1. 1 * (5^1 mod 221) = 5 mod 221
2. 5 * (5^2 mod 221) = 125 mod 221
3. 125 * (5^4 mod 221) = 112 mod 221
4. 112 * (5^16 mod 221) = 112 mod 221
5. 112 * (5^32 mod 221) = 112 mod 221

Therefore the answer is 5^55 = 112 mod 221. The reason this works is because

55 = 1 + 2 + 4 + 16 + 32 

so that

5^55 = 5^(1 + 2 + 4 + 16 + 32) mod 221      = 5^1 * 5^2 * 5^4 * 5^16 * 5^32 mod 221      = 5 * 25 * 183 * 1 * 1 mod 221      = 22875 mod 221      = 112 mod 221 

In the step where we calculate 5^1 mod 221, 5^2 mod 221, etc. we note that 5^(2^k) = 5^(2^(k-1)) * 5^(2^(k-1)) because 2^k = 2^(k-1) + 2^(k-1) so that we can first compute 5^1 and reduce mod 221, then square this and reduce mod 221 to obtain 5^2 mod 221, etc.

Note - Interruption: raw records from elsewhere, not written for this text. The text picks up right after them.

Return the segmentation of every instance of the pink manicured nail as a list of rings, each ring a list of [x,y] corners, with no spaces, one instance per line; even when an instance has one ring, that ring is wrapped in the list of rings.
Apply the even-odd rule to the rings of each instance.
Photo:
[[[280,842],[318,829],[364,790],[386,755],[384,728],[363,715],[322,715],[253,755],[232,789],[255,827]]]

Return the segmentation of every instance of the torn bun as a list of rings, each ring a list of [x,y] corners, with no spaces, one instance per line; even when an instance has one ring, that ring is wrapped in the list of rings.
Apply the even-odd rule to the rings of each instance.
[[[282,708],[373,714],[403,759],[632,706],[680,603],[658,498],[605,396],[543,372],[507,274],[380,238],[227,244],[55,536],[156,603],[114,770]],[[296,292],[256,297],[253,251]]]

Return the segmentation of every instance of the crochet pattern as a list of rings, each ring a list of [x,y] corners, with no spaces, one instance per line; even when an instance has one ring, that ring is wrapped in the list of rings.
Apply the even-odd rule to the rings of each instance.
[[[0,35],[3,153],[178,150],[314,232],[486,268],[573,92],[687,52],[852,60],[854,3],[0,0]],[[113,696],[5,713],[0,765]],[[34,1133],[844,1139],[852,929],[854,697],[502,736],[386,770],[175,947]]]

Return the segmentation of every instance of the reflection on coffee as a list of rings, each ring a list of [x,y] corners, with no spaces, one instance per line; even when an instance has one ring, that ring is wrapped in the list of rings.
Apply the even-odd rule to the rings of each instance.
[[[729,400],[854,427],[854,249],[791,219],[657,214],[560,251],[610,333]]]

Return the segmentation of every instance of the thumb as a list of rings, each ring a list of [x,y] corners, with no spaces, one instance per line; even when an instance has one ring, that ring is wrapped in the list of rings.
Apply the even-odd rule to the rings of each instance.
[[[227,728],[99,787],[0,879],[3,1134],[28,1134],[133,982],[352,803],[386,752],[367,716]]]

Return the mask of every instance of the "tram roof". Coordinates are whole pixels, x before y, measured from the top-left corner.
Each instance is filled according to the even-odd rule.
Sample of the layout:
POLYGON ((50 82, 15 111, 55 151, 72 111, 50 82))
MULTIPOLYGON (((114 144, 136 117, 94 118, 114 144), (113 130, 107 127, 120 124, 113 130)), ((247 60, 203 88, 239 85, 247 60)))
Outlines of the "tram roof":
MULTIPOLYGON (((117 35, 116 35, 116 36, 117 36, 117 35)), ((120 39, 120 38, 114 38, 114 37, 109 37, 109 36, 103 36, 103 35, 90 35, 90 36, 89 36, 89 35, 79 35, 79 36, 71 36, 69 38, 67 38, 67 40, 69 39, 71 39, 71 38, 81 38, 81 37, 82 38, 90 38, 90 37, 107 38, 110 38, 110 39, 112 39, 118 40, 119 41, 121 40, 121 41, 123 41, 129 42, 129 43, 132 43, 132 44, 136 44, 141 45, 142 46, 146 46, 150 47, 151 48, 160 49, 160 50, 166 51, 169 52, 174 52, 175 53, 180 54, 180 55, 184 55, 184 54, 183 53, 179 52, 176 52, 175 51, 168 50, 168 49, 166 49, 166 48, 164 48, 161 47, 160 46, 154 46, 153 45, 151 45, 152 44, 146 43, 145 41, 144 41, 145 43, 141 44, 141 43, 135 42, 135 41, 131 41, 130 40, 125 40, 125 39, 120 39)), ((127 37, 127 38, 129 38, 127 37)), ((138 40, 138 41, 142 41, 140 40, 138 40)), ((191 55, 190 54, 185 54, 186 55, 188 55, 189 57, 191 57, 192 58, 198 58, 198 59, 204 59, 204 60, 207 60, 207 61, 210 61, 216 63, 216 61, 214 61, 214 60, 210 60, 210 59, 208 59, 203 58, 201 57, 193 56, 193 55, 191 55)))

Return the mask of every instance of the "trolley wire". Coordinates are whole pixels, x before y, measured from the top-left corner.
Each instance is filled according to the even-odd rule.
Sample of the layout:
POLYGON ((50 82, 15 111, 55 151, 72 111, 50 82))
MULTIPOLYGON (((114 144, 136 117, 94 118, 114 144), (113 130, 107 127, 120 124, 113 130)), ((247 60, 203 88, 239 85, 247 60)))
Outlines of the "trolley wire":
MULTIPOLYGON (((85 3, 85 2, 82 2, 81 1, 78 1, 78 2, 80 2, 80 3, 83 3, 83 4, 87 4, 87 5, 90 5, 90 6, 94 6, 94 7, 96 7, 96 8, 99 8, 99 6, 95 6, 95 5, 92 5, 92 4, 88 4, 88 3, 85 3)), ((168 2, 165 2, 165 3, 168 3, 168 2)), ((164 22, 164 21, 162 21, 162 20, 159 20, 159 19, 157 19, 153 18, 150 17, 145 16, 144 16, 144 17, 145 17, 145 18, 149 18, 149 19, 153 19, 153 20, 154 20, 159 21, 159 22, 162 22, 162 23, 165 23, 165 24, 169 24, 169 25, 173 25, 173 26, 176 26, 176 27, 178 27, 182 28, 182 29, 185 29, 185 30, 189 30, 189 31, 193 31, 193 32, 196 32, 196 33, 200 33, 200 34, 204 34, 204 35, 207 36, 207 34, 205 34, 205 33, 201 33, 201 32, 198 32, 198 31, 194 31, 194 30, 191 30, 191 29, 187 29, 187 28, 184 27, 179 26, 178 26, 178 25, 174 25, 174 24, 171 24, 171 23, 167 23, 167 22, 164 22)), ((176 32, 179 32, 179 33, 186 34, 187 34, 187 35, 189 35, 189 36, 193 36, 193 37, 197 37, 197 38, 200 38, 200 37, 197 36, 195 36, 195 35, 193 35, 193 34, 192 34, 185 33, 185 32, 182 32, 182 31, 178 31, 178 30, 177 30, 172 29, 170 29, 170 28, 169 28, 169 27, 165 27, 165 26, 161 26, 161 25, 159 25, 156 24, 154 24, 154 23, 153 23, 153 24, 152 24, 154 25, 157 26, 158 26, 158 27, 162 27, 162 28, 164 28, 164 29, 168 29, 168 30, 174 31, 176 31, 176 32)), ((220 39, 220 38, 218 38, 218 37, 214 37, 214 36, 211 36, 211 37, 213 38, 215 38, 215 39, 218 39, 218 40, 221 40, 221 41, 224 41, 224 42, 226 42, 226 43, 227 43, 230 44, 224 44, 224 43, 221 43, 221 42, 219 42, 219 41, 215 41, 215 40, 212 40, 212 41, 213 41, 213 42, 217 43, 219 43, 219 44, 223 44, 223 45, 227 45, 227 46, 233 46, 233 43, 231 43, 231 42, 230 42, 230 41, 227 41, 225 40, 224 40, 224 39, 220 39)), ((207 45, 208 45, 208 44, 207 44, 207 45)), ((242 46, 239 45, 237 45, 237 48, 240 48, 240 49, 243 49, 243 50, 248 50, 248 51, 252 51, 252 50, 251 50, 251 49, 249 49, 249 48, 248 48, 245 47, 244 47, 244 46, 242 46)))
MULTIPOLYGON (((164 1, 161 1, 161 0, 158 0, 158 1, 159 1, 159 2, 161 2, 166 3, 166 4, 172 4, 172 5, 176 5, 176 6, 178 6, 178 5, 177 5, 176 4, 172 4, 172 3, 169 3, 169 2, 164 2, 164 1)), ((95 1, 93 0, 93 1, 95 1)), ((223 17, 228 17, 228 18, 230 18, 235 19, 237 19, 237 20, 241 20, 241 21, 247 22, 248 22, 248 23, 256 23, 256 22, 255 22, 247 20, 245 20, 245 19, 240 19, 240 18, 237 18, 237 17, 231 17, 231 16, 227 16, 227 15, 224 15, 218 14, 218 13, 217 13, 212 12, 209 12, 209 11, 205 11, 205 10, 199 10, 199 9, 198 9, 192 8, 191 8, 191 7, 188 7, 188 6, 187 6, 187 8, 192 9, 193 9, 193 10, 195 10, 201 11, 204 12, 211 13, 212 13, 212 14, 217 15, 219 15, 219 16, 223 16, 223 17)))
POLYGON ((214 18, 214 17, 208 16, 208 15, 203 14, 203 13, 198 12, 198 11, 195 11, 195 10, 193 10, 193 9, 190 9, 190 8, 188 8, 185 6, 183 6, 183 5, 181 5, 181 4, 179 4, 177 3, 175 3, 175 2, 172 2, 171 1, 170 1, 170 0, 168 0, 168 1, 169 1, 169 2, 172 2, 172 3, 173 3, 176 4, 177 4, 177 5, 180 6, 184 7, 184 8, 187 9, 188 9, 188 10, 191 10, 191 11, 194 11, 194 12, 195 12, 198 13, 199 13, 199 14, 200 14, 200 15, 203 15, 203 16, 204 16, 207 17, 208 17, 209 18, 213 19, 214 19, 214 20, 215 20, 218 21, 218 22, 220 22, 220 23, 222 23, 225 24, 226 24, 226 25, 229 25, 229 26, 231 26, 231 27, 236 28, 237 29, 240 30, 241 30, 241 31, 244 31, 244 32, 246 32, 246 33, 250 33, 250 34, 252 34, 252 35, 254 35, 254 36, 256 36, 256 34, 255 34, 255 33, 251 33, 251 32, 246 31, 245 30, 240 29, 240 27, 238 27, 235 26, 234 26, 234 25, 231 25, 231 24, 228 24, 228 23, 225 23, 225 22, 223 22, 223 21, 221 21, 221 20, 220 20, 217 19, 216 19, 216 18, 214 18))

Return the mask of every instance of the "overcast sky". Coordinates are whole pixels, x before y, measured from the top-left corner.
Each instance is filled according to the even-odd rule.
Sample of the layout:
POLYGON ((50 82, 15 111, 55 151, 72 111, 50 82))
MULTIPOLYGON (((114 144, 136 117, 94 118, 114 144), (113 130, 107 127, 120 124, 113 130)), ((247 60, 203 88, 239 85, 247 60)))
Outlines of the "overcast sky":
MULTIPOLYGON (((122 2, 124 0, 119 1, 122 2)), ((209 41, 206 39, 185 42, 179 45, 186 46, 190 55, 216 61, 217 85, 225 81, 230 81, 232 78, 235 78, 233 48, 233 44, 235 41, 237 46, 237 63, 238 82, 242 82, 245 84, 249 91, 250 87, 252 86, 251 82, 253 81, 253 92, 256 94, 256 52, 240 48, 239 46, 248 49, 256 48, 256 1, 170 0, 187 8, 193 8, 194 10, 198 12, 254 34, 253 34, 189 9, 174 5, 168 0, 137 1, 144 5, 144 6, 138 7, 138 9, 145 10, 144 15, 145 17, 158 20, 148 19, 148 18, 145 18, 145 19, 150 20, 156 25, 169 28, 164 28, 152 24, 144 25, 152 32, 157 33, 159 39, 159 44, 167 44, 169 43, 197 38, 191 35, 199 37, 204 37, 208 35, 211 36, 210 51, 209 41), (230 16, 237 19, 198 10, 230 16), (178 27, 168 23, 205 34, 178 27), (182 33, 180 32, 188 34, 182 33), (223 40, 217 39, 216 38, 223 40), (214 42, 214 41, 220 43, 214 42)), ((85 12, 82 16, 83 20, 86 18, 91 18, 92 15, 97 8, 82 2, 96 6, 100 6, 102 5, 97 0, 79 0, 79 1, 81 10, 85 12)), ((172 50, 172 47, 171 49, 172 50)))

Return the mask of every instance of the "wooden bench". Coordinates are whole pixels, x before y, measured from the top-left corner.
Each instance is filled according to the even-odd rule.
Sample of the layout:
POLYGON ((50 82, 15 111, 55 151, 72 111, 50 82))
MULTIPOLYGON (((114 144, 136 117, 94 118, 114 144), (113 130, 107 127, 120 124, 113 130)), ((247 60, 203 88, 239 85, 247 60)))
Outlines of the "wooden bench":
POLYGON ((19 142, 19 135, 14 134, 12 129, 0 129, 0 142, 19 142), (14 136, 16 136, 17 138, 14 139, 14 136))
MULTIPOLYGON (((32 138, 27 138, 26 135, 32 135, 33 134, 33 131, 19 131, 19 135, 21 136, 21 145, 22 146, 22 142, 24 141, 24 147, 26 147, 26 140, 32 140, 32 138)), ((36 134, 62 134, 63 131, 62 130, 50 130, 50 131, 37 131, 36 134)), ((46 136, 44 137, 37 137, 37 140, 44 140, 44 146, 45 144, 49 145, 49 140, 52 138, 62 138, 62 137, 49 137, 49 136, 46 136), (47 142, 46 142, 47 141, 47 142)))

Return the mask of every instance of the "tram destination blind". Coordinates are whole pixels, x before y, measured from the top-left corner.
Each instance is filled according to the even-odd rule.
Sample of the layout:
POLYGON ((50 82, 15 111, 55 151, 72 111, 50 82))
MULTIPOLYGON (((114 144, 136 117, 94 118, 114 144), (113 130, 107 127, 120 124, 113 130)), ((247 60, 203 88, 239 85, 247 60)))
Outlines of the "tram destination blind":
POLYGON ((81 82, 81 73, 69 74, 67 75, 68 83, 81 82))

The above algorithm formalizes this idea.

Answer 2

To add to Jason's answer:

You can speed the process up (which might be helpful for very large exponents) using the binary expansion of the exponent. First calculate 5, 5^2, 5^4, 5^8 mod 221 - you do this by repeated squaring:

 5^1 = 5(mod 221)  5^2 = 5^2 (mod 221) = 25(mod 221)  5^4 = (5^2)^2 = 25^2(mod 221) = 625 (mod 221) = 183(mod221)  5^8 = (5^4)^2 = 183^2(mod 221) = 33489 (mod 221) = 118(mod 221) 5^16 = (5^8)^2 = 118^2(mod 221) = 13924 (mod 221) = 1(mod 221) 5^32 = (5^16)^2 = 1^2(mod 221) = 1(mod 221) 

Now we can write

55 = 1 + 2 + 4 + 16 + 32  so 5^55 = 5^1 * 5^2 * 5^4 * 5^16 * 5^32          = 5   * 25  * 625 * 1    * 1 (mod 221)         = 125 * 625 (mod 221)         = 125 * 183 (mod 183) - because 625 = 183 (mod 221)         = 22875 ( mod 221)         = 112 (mod 221) 

You can see how for very large exponents this will be much faster (I believe it's log as opposed to linear in b, but not certain.)